Subrogation is an idea that's well-known in legal and insurance circles but rarely by the policyholders they represent. Even if it sounds complicated, it would be in your self-interest to know an overview of the process. The more information you have, the more likely an insurance lawsuit will work out in your favor.
Any insurance policy you have is an assurance that, if something bad happens to you, the company that insures the policy will make restitutions in one way or another without unreasonable delay. If you get injured while you're on the clock, your employer's workers compensation insurance pays out for medical services. Employment lawyers handle the details; you just get fixed up.
But since ascertaining who is financially accountable for services or repairs is often a tedious, lengthy affair – and delay often compounds the damage to the victim – insurance firms usually opt to pay up front and assign blame afterward. They then need a path to regain the costs if, when all is said and done, they weren't actually in charge of the payout.
For Example
Your stove catches fire and causes $10,000 in house damages. Happily, you have property insurance and it takes care of the repair expenses. However, the insurance investigator finds out that an electrician had installed some faulty wiring, and there is a reasonable possibility that a judge would find him responsible for the loss. You already have your money, but your insurance agency is out all that money. What does the agency do next?

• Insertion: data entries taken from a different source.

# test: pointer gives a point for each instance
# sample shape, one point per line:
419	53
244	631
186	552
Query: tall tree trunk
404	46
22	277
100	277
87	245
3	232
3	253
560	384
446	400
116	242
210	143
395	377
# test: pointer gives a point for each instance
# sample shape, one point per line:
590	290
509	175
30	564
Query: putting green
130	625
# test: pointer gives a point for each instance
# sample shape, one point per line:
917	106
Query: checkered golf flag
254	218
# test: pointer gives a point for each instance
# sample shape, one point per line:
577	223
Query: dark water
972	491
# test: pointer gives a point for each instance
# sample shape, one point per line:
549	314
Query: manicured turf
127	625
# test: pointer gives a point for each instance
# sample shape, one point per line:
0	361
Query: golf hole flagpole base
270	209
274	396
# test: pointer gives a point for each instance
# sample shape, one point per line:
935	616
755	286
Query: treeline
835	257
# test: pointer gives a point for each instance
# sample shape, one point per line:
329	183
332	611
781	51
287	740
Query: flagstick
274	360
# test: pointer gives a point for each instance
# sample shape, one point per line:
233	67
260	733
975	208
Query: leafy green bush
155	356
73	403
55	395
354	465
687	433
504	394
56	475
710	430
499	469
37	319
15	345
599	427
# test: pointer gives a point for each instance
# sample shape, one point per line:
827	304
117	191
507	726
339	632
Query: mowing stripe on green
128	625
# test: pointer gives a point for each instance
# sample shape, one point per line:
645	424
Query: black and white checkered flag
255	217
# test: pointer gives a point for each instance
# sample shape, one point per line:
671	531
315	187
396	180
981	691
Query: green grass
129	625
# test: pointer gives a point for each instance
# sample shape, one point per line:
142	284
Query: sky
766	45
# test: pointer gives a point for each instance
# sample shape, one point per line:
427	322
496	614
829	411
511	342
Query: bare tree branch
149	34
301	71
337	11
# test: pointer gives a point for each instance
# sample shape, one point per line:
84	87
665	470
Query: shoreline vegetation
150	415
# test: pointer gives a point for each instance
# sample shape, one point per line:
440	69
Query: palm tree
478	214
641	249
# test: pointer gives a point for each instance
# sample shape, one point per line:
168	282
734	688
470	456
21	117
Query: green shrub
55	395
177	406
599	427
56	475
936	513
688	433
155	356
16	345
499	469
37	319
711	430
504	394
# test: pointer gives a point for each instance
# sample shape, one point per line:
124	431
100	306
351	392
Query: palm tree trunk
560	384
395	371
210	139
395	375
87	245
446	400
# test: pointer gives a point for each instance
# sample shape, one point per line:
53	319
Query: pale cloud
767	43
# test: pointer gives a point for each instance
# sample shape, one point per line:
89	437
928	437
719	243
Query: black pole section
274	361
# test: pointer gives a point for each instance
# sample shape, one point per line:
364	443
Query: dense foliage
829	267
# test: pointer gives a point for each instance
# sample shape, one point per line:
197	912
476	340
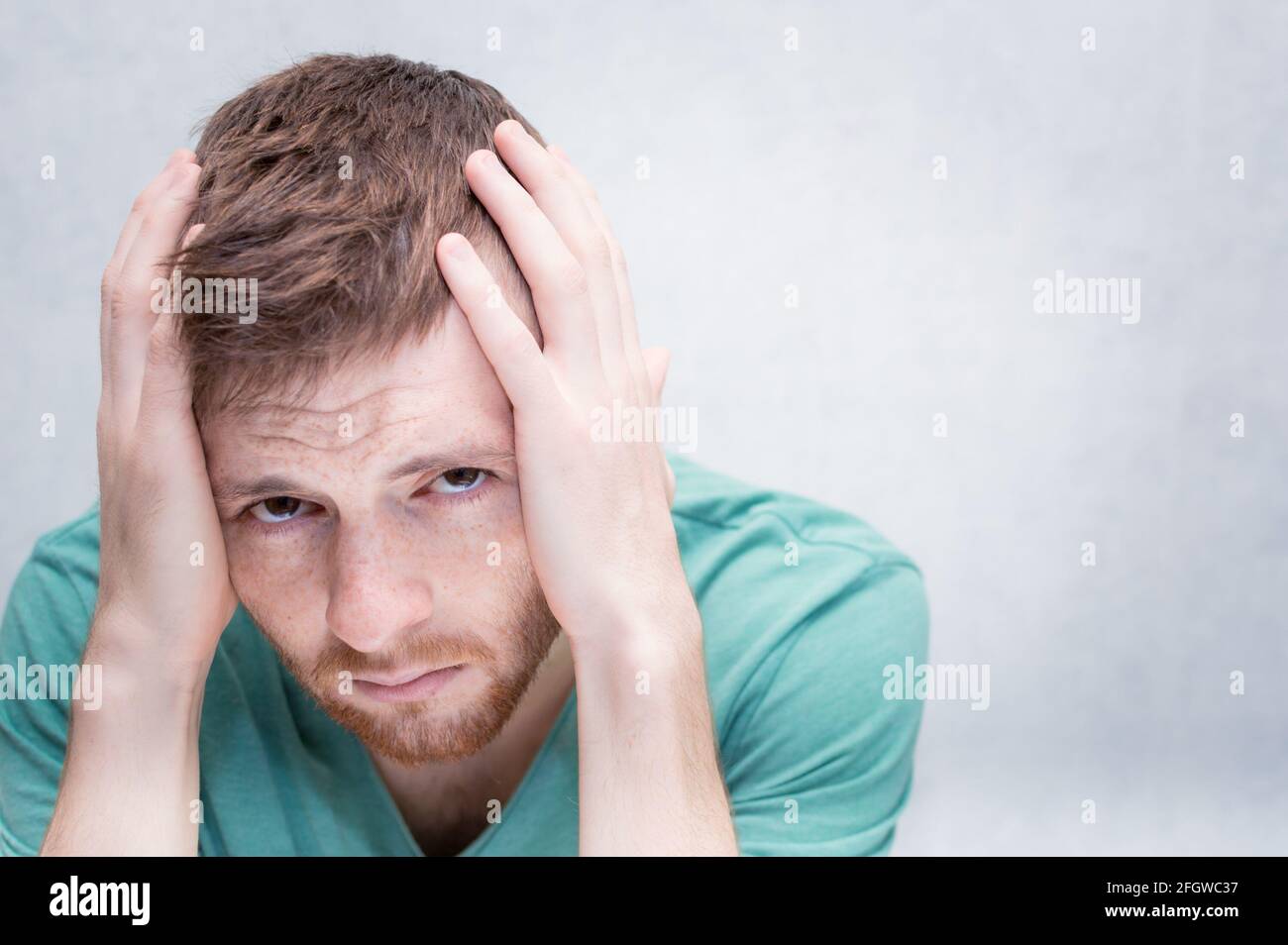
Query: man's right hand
163	591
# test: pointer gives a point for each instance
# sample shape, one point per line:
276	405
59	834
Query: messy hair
330	183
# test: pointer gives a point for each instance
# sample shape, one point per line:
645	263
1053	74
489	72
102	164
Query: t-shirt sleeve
46	623
823	761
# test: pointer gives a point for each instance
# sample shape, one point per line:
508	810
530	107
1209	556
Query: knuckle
571	278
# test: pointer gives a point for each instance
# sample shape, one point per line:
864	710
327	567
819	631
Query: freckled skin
387	576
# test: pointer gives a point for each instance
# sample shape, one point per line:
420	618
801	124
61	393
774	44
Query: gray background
915	297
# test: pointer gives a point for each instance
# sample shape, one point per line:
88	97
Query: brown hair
344	265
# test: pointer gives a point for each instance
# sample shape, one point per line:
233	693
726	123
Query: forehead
441	387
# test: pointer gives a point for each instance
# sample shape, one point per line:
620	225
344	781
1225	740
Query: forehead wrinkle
320	430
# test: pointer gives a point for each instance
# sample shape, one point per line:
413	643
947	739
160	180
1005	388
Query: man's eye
459	480
278	509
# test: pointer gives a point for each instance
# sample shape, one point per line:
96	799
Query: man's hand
596	514
163	589
130	778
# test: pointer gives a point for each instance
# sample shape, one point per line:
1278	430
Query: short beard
408	738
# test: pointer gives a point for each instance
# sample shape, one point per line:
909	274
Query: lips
408	686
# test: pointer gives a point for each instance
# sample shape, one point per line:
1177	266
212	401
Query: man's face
375	537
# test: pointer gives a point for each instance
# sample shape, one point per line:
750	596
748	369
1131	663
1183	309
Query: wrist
134	665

How Does Subrogation Work?
This is where subrogation comes in. It is the method that an insurance company uses to claim reimbursement after it has paid for something that should have been paid by some other entity. Some insurance firms have in-house property damage lawyers and personal injury attorneys, or a department dedicated to subrogation; others contract with a law firm. Normally, only you can sue for damages done to your person or property. But under subrogation law, your insurance company is given some of your rights in exchange for having taken care of the damages. It can go after the money originally due to you, because it has covered the amount already.
How Does This Affect Me?
For a start, if your insurance policy stipulated a deductible, your insurance company wasn't the only one that had to pay. In a $10,000 accident with a $1,000 deductible, you lost some money too – namely, $1,000. If your insurance company is timid on any subrogation case it might not win, it might opt to get back its expenses by ballooning your premiums. On the other hand, if it knows which cases it is owed and pursues them aggressively, it is doing you a favor as well as itself. If all is recovered, you will get your full $1,000 deductible back. If it recovers half (for instance, in a case where you are found 50 percent accountable), you'll typically get half your deductible back, based on the laws in most states.

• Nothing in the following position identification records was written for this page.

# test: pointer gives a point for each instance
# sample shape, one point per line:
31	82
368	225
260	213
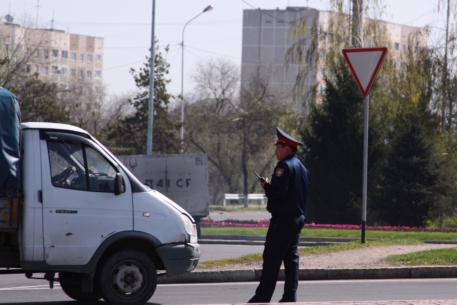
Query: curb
250	275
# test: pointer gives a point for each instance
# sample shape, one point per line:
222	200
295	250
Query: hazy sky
125	26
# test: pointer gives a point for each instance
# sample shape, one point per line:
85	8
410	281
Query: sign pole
364	64
366	102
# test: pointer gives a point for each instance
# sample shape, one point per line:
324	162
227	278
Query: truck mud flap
9	214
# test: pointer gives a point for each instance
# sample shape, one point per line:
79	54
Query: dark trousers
281	245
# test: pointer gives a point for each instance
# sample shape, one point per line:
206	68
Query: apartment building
74	62
266	40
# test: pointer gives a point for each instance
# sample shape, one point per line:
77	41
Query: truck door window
101	173
67	168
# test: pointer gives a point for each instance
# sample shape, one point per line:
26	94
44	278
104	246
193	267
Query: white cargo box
182	177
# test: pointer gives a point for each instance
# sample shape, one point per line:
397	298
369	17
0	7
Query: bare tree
232	129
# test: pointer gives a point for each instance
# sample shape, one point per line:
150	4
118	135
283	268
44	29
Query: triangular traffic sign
364	64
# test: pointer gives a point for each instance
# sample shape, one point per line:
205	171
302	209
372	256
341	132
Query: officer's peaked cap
284	138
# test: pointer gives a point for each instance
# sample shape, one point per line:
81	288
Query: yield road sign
364	64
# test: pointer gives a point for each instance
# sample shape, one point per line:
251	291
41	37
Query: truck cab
83	215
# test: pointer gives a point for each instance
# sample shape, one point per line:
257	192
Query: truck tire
71	285
128	277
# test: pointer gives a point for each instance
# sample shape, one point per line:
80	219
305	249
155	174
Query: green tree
131	132
334	150
408	191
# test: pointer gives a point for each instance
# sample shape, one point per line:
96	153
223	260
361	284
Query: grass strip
355	234
304	251
425	258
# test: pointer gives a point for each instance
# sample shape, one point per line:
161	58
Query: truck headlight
191	229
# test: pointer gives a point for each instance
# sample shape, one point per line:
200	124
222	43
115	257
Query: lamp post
208	8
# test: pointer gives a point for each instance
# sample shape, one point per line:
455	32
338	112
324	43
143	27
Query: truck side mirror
118	184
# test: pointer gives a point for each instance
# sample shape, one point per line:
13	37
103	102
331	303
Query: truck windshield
78	166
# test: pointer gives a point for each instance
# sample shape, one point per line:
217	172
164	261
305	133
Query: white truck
181	177
83	215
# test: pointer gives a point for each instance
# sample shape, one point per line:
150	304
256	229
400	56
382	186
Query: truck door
80	209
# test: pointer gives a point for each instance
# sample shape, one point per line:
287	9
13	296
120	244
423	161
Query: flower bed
264	224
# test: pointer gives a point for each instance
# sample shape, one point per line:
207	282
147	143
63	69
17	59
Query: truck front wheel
128	277
71	284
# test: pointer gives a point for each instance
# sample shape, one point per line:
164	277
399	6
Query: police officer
286	193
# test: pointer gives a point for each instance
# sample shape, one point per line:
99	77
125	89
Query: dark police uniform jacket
287	192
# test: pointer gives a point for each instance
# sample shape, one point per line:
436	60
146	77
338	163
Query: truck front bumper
179	258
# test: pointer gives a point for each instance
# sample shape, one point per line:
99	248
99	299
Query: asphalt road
17	289
248	215
214	252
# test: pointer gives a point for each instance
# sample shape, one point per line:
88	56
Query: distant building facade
266	42
74	62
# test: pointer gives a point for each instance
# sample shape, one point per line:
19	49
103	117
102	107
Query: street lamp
207	9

In addition, if the total price of an accident is more than your maximum coverage amount, you could be in for a stiff bill. If your insurance company or its property damage lawyers, such as workmans comp Dunwoody, successfully press a subrogation case, it will recover your losses as well as its own.

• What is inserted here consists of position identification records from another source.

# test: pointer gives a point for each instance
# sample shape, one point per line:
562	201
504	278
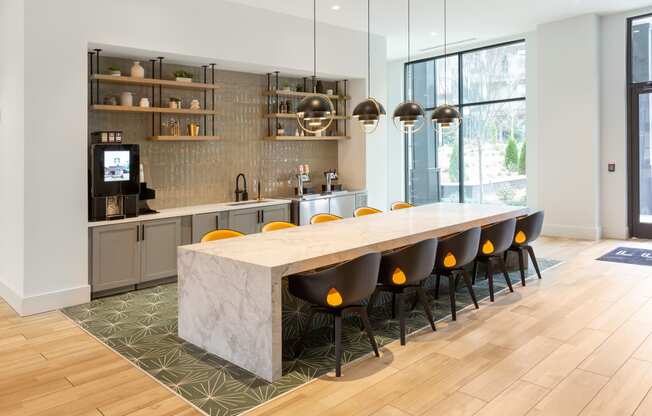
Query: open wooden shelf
184	138
304	94
148	82
135	109
305	138
294	116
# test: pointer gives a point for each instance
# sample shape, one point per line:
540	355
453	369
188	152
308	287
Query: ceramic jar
137	70
127	99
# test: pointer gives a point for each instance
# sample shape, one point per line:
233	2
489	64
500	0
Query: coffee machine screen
116	165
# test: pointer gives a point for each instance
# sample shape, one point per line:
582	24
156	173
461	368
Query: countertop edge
189	211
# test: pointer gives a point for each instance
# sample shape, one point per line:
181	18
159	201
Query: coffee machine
114	171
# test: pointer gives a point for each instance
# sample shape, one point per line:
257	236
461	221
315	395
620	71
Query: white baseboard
45	302
569	231
11	297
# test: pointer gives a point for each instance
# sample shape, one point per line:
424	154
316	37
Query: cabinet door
307	209
115	256
205	223
245	220
275	213
343	206
160	240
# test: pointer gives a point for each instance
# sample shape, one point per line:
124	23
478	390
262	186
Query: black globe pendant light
409	116
315	113
369	112
446	118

All insurers are not the same. When shopping around, it's worth looking at the reputations of competing agencies to find out whether they pursue winnable subrogation claims; if they resolve those claims without dragging their feet; if they keep their accountholders informed as the case proceeds; and if they then process successfully won reimbursements quickly so that you can get your money back and move on with your life. If, instead, an insurance company has a reputation of honoring claims that aren't its responsibility and then covering its profitability by raising your premiums, you'll feel the sting later.